PATTERN Cited by 1 source

Pre-silicon validation partnership¶

Intent¶

Ship a workload-representative benchmark suite to CPU / SoC / accelerator vendors and collaborate with them on pre-silicon simulations and early-silicon bring-up — so that microarchitectural tuning + SoC-level optimizations on the vendor's roadmap products land matched to your production workload shape, not to the vendor's own synthetic benchmark suite.

Context¶

A hyperscaler's hardware procurement cycle spans years. By the time a vendor's chip is available and benchmarkable in production, tens of millions of dollars of design decisions have already been locked in. If those decisions were tuned against a benchmark that doesn't represent hyperscale workloads (see concepts/benchmark-methodology-bias), the chip will land with suboptimal performance on the workloads that drive capacity planning.

The fix is to get your workload-representative benchmark into the vendor's pre-silicon flow — architectural simulators, early silicon test chips, cycle-accurate models — so tuning happens against the right shape from the start.

Mechanism¶

Precondition — a workload-representative benchmark exists¶

You cannot run this pattern without a workload-representative benchmark that your vendor can share + execute. At Meta that artifact is DCPerf.

Two-phase collaboration¶

Pre-silicon. Run the benchmark against the vendor's architectural simulators + cycle-accurate models. Iterate on microarchitecture parameters (pipeline depths, cache sizes + hierarchy, branch-prediction structures, SoC power-management policies). "There have been multiple instances where we have been able to identify performance optimizations in areas such as CPU core microarchitecture settings and SOC power management optimizations." (Source: sources/2024-08-05-meta-dcperf-open-source-benchmark-suite)
Early-silicon. Run the benchmark on the first test chips. Catch performance bugs before mass production; catch system- software issues (firmware, driver, kernel, scheduler) before the chip lands in production data centers.

Duration¶

Meta reports two years of this collaboration cadence with "leading CPU vendors" across pre-silicon and/or early-silicon setups. It's not a one-shot engagement; it's a continuous partnership through the vendor's chip-design + bring-up timeline.

Bidirectional outcomes¶

Meta frames this collaboration as feeding optimizations in two directions: vendor ships a better chip for Meta's workload; Meta ships cleaner benchmarks + more characterization data back to the vendor. Both parties benefit; the benchmark is the common-language artifact.

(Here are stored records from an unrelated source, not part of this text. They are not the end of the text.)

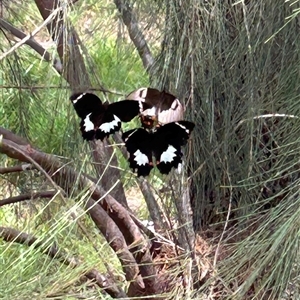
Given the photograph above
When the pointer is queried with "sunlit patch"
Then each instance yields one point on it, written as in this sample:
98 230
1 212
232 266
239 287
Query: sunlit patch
140 158
168 155
78 98
88 124
183 127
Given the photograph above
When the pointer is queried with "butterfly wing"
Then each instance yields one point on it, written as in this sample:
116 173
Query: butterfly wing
125 110
100 120
91 110
139 144
168 140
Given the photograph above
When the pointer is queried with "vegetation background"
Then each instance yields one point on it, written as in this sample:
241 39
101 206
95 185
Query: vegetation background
70 219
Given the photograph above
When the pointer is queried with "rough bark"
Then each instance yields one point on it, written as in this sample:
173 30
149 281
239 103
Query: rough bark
112 219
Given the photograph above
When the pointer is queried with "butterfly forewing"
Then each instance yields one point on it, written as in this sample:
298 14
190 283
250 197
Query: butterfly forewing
99 120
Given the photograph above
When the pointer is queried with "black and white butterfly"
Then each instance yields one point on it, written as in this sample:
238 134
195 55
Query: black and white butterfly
164 144
163 107
99 120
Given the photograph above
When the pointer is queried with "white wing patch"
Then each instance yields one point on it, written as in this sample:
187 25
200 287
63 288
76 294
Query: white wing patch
150 111
140 158
79 97
168 155
88 124
107 127
138 95
187 130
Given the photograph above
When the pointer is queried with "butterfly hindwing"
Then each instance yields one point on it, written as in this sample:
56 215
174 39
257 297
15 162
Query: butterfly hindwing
139 146
167 146
99 120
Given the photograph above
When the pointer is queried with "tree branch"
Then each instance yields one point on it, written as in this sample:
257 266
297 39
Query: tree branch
135 33
33 44
14 169
65 176
15 236
11 200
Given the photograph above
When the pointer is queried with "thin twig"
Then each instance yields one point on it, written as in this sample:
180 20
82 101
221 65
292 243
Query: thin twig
29 36
23 197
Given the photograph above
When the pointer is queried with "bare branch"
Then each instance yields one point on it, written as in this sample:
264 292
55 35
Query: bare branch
15 236
23 197
12 137
28 37
108 224
32 43
56 87
14 169
135 33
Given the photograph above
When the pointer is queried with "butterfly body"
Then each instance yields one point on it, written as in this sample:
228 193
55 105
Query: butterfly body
163 107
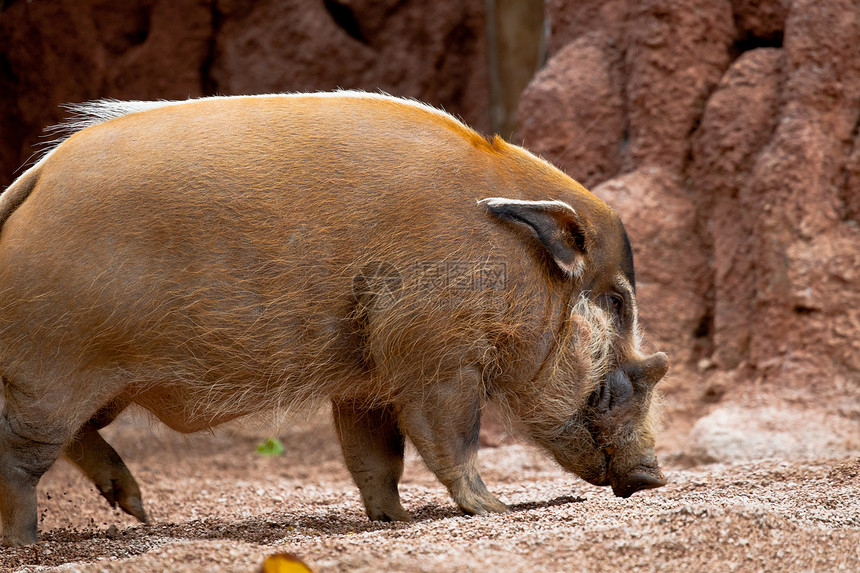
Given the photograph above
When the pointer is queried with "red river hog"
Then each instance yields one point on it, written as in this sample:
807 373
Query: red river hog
213 258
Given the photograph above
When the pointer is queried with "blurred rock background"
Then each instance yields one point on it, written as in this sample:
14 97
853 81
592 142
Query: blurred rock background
724 132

Canonical instance — Meta + CPU vendors via DCPerf¶

Meta explicitly states:

"Over the last two years we have collaborated with leading CPU vendors to further validate DCPerf on pre silicon and/or early silicon setups to debug performance issues and identify hardware and system software optimizations on their roadmap products."

The wiki diagrams this as part of the same post (sources/2024-08-05-meta-dcperf-open-source-benchmark-suite): "areas of HW/SW design where we have seen DCPerf being representative of production usage and being beneficial for delivering relevant performance signals and help with optimizations."

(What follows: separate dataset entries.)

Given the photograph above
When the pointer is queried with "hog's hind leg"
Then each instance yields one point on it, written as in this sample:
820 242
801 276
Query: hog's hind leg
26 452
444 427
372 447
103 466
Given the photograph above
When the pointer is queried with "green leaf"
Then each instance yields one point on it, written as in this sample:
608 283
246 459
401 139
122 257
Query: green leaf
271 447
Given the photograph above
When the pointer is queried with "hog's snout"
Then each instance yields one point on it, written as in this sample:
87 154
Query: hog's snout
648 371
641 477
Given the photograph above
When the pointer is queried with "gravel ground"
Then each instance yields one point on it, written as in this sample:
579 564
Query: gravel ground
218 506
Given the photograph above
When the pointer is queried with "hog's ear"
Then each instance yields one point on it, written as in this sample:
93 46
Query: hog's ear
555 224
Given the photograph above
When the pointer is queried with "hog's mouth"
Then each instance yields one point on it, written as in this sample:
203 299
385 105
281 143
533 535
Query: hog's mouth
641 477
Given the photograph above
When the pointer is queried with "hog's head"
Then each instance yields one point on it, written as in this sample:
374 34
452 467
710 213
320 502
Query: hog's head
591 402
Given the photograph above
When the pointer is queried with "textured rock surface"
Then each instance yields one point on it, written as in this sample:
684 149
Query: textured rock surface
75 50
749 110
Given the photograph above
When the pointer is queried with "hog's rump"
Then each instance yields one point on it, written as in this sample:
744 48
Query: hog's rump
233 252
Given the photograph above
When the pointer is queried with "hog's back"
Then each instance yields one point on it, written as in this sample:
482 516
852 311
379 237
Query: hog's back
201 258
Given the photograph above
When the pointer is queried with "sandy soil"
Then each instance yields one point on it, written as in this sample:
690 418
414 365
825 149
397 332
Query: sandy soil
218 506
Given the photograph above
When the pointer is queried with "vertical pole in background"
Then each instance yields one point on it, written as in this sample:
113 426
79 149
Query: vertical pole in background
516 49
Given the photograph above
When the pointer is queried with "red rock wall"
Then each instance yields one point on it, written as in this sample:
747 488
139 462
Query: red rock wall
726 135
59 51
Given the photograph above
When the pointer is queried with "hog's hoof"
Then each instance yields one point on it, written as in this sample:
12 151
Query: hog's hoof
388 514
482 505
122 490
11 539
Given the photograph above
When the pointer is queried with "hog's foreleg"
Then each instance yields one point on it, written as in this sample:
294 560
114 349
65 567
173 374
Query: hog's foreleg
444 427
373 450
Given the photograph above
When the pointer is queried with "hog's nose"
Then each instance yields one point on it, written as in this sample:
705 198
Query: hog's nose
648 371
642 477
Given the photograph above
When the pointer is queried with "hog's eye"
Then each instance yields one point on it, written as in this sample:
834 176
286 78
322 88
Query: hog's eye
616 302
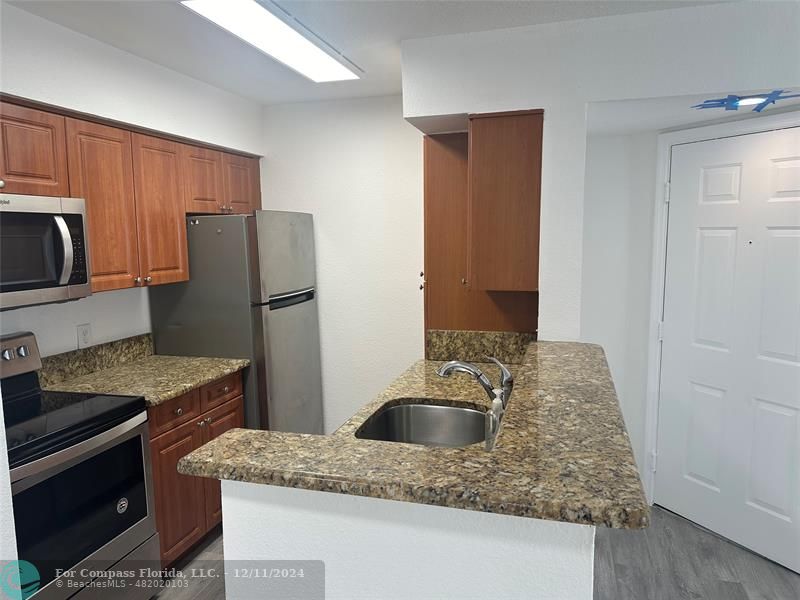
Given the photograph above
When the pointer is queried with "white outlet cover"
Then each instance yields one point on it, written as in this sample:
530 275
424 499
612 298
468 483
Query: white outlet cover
84 335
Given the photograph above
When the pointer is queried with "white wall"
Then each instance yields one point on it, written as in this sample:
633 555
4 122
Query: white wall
562 66
617 248
375 548
356 165
112 315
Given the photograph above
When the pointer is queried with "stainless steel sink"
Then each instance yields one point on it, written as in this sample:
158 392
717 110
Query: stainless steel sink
428 424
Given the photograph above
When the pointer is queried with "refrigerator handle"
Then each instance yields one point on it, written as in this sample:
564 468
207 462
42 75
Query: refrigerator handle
291 298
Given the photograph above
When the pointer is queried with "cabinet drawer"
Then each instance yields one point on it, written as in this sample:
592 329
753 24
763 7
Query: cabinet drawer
171 413
219 391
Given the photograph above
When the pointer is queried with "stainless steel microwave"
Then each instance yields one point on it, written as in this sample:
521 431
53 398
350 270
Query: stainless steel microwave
44 256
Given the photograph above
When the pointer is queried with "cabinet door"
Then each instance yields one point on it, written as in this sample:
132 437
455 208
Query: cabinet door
160 213
33 152
242 183
180 499
101 172
450 303
228 416
202 186
505 163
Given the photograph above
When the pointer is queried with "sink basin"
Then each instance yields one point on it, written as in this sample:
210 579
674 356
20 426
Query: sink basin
428 424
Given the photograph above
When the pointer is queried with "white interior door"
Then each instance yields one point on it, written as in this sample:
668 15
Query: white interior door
728 431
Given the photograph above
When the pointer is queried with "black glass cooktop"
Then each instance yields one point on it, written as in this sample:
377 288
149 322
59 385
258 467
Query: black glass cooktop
39 423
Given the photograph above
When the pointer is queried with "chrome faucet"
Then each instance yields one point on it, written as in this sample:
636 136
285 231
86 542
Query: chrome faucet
498 396
457 366
506 378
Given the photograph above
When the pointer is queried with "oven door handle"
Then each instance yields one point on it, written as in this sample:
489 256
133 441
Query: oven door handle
66 245
68 454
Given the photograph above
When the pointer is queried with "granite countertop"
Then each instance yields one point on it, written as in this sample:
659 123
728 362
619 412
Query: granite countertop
156 377
563 453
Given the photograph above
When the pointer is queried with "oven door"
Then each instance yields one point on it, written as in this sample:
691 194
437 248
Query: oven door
86 506
42 250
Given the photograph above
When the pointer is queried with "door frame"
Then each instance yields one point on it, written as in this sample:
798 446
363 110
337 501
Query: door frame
666 141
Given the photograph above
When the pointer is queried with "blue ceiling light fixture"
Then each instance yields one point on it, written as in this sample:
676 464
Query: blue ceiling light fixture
758 101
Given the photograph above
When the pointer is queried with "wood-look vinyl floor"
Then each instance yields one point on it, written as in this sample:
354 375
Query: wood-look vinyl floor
673 559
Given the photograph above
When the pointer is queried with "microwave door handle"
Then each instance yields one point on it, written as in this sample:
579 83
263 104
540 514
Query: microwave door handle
66 243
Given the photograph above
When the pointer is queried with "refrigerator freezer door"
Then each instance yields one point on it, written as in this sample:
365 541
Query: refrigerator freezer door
292 363
285 246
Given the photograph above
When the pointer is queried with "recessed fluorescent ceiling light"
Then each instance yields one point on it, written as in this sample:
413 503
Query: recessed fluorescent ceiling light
257 26
750 101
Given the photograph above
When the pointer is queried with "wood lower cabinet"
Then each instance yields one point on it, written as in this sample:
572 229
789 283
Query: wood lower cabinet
188 507
33 153
101 172
203 189
179 499
242 183
219 420
160 213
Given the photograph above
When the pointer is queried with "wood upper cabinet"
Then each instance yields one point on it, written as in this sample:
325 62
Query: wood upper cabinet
202 187
33 154
160 210
505 163
242 183
101 172
179 499
450 302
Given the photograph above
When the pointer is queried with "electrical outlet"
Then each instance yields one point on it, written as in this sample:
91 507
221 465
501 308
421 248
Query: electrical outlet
84 335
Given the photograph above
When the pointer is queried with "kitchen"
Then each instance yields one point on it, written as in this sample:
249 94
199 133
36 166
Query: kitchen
363 172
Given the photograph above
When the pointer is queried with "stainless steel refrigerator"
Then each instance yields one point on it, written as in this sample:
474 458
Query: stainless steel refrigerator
251 294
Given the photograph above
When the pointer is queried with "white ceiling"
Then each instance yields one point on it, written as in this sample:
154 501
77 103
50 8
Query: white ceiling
658 114
368 32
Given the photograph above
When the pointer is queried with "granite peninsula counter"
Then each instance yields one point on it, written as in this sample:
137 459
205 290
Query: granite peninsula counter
396 521
563 453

Open-sourcing DCPerf expands the partnership from Meta↔vendors to any hyperscale-relevant organisation ↔ any vendor with access to the suite.

Why it works¶

Shifts tuning left. Optimization happens while design is still malleable, not after the chip is taped out.
Aligns vendor incentives with hyperscaler workload. The vendor's public SPEC numbers still matter for non-hyperscaler customers, but Meta-specific-optimization is earned through DCPerf, not assumed.
Catches bugs cheap. Performance / correctness issues found pre-silicon cost orders of magnitude less to fix than post-silicon.
Enables novel architectures. Chiplet, heterogeneous-core clusters, and mixed-ISA platforms are evaluated against representative workloads before mass deployment; Meta specifically names DCPerf validation on chiplet-based architectures.

Anti-patterns¶

Wait for generally-available silicon. Too late — the relevant design decisions have already been made against someone else's benchmark.
NDA-only benchmark. If the benchmark can't be shared in the vendor's simulator / early-silicon environment, the partnership can't run. Meta's answer is open-sourcing DCPerf outright.
Aggregate-score-only evaluation. A chip can score well on a benchmark while mispredicting the microarchitectural behaviour the benchmark is supposed to proxy; validate at the right level (see concepts/benchmark-representativeness).

Seen in¶

sources/2024-08-05-meta-dcperf-open-source-benchmark-suite — Meta's two-year DCPerf vendor-collaboration disclosure. Multiple identified optimizations in core microarchitecture and SoC power management.

systems/dcperf — the benchmark artifact this pattern depends on.
patterns/workload-representative-benchmark-from-production — the prerequisite pattern; you can't run pre-silicon validation without the benchmark.
concepts/benchmark-representativeness — the property the partnership exploits.
concepts/hyperscale-compute-workload — the workload shape vendors tune toward through this partnership.
companies/meta — canonical hyperscaler instance.